Il portavoce è andato oltre, ipotizzando anche un coinvolgimento diretto della Turchia nell’attentato al volo 9268 della compagnia low cost russa Metrojet, precipitato nel deserto del Sinai il 31 ottobre del 2015 con a bordo 217 passeggeri e 7 membri dell’equipaggio, con lo scopo di minare i già delicati equilibri tra l’Egitto e la Russia, e l’intento finale di creare un’alleanza economica e politica tra Russia e Turchia, che è già un dato di fatto da qualche tempo, e lo si vede nella guerra in Siria.

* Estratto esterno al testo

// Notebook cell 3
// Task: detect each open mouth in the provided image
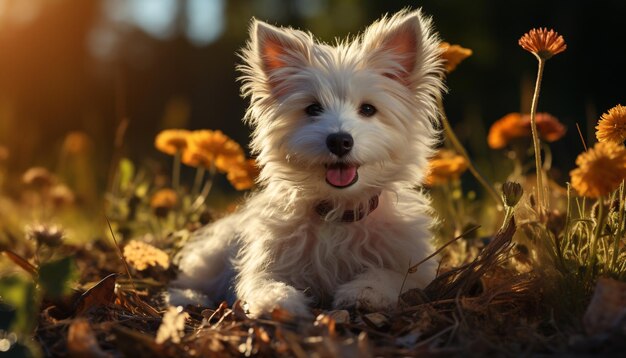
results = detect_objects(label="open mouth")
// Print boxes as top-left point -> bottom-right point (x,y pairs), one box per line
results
326,163 -> 359,189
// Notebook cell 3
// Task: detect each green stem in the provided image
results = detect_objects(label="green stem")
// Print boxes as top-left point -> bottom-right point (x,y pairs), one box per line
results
172,150 -> 182,193
530,56 -> 546,215
191,163 -> 216,212
437,98 -> 502,205
611,181 -> 624,273
587,197 -> 606,284
191,166 -> 206,198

Il rapporto di Al Qinài ipotizza anche la presenza di forze turche sul territorio libico con il preciso compito di monitorano la situazione diplomatica apparentemente stabile fra Italia e Libia. Una situazione a dir poco dannosa per la Ankara, che vuole tenere l’Unione Europea sotto scacco con un esodo massiccio verso le coste di Lampedusa e non solo.

Infine, lo studio dell’Università australiana – tutto da verificare – parla anche di futuri scenari di guerra tra l’Egitto e la Turchia, con ipotesi di interventi militari in quella parte del mediterraneo per bloccare il flusso di gas egiziano verso l’Europa.

In attesa delle prove del Centro Studi australiano sul coinvolgimento dei fratelli musulmani turchi, restano ancora molti punti interrogativi sul video mal tradotto in Italiano e girato all’insaputa di Giulio pochi giorni prima della sua scomparsa, che potrebbero rivelare non pochi retroscena sul reale movente dell’omicidio.